Gamma-ray pulsar search #5 (FGRP5)
| Board | Average Run Time in sec. | Average CPU Time in sec. | Credit per WU | Credit per Day/CPU | Credit per kWH |
|---|---|---|---|---|---|
| 8GB Odroid-M1, Quad-core Cortex-A55, 6.9W measured power draw, 4 WUs/CPU, running at 2000 MHz under Ubuntu 24.04 | 64,842 | 62,322 | 693 | 3,694 | 22,304 |
| 4GB Odroid-C5, Quad-core Cortex-A55, 3.0W measured power draw, 4 WUs/CPU, running at 2500 MHz under Ubuntu 22.04 | 48,421 | 45,028 | 693 | 4,946 | 68,697 |
| 4GB Raspberry Pi 4, Quad-core Cortex-A72, 7.2W estimated power draw, 4 WUs/CPU, running at 1800 MHz under Raspberry Pi OS Trixie | 46,142 | 45,734 | 693 | 5,190 | 30,037 |
| 4GB Raspberry Pi 4, Quad-core Cortex-A72, 11.0W estimated power draw, 4 WUs/CPU, running at 2000 MHz under Raspberry Pi OS Trixie | 37,998 | 37,667 | 693 | 6,303 | 23,875 |
| 8GB Raspberry Pi 5, Quad-core Cortex-A76, 12.7W estimated power draw, 4 WUs/CPU, running at 2400 MHz under Raspberry Pi OS Bookworm | 24,367 | 24,066 |
693 | 9,829 | 32,763 |
| 8GB Raspberry Pi 500, Quad-core Cortex-A76, 11.0W estimated power draw, 4 WUs/CPU, running at 2400 MHz under Raspberry Pi OS Bookworm | 23,689 | 22,880 |
693 | 10,110 | 38,296 |
| 4GB Raspberry Pi CM5, Quad-core Cortex-A76, 9.2W estimated power draw, 4 WUs/CPU, running at 2400 MHz under Raspberry Pi OS Bookworm | 23,705 | 22,894 |
693 | 10,103 | 45,758 |
| Board | Average Run Time in sec. | Average CPU Time in sec. | Credit per WU | Credit per Day/CPU | Credit per kWH |
|---|---|---|---|---|---|
| 8GB Odroid-M1, Quad-core Cortex-A55, 6.9W measured power draw, 4 WUs/CPU, running at 2000 MHz under Ubuntu 24.04 | 19,012 | 18,074 | 62 | 1,127 | 6,806 |
| 4GB Odroid-C5, Quad-core Cortex-A55, 3.0W measured power draw, 4 WUs/CPU, running at 2500 MHz under Ubuntu 22.04 | 12,985 | 12,336 |
62 | 1,650 | 22,920 |
| 8GB Raspberry Pi 500, Quad-core Cortex-A76, 11.0W estimated power draw, 4 WUs/CPU, running at 2400 MHz under Raspberry Pi OS Bookworm | 7,101 | 6,967 |
62 | 3,017 | 11,429 |
- BRP4 doesn't pay well, Credits per KWh-wise. Nor do the WUs land on all boards equally well.

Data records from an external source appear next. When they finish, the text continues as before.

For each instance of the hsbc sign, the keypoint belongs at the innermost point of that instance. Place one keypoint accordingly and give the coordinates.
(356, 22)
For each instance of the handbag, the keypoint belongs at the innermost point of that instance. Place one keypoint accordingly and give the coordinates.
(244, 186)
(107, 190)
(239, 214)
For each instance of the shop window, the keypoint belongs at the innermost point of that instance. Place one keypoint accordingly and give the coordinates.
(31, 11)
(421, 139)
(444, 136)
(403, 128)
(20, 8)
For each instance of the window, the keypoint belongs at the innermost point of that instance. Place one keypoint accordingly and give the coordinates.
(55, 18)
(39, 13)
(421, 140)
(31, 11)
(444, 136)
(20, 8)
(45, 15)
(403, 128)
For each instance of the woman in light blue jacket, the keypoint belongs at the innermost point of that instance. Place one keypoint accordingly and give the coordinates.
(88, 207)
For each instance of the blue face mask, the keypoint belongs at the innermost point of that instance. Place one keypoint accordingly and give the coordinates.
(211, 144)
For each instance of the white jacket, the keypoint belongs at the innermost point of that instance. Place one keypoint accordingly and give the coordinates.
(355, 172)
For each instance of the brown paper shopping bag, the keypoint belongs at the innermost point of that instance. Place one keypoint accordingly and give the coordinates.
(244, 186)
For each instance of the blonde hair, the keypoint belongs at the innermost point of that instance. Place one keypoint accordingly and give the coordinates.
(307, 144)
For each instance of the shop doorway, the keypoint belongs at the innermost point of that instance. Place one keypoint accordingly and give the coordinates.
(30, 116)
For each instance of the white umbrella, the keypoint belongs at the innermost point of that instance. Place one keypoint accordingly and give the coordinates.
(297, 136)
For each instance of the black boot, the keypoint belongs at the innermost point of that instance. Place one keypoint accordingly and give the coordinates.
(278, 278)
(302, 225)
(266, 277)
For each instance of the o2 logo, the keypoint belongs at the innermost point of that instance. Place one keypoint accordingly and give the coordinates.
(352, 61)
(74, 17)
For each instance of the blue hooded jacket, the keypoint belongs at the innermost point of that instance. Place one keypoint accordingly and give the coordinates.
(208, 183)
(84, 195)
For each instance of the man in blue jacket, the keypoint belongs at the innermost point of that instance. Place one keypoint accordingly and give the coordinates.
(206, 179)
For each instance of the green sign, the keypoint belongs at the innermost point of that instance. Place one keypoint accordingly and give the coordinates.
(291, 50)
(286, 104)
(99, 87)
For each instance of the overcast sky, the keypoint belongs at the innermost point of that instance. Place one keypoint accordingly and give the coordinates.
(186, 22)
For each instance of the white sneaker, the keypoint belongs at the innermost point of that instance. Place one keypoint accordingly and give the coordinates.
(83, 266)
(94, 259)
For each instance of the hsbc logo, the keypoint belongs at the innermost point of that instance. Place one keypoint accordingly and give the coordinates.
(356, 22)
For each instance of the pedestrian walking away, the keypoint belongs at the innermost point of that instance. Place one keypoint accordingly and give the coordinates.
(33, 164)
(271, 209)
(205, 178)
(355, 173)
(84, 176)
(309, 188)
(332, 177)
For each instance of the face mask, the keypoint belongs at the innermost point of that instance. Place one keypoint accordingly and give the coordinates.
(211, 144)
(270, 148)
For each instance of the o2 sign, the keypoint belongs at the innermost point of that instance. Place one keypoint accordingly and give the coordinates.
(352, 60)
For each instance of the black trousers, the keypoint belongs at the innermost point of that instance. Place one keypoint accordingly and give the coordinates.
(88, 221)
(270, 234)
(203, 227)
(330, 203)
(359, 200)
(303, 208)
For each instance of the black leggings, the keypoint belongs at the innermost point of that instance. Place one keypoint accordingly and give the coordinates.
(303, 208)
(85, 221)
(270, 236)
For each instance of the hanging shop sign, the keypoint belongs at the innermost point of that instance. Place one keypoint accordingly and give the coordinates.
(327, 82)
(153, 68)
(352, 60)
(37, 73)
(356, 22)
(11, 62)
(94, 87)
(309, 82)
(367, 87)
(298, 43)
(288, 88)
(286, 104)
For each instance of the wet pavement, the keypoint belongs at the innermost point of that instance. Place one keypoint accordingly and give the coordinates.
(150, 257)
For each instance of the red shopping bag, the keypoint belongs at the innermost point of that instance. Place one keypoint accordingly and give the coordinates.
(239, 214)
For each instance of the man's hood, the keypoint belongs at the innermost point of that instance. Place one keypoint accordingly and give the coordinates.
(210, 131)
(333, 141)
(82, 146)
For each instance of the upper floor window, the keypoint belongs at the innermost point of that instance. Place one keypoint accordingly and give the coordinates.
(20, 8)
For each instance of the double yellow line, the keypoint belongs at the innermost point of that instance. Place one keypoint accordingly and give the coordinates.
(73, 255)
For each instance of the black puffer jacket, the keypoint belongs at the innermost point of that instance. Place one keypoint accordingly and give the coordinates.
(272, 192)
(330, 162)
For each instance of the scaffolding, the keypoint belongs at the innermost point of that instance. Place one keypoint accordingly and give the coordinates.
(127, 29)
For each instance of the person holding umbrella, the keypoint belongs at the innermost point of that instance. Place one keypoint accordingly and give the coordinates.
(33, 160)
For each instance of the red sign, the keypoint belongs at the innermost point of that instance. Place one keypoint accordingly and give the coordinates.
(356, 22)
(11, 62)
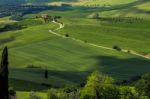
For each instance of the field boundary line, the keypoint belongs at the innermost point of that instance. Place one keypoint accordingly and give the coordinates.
(61, 25)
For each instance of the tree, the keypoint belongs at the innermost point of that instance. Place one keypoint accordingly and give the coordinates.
(99, 87)
(46, 74)
(143, 85)
(4, 75)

- Overclocking a Pi4 might not be the most clever thing to do, budget-wise. Better buy a Pi5.
- The Odroid-C5 looks to be the most efficient board here.
The power draw estimates are based for the Pi 4 on an (obsolete) article on overclocking the Pi 4 (Bullseye days), and for the Pi 5 variants on the power draw during the HPL Linpack score benchmarks of Jeff Geerling. I will measure the real power draw with my Brennenstuhl-meter, but that takes time.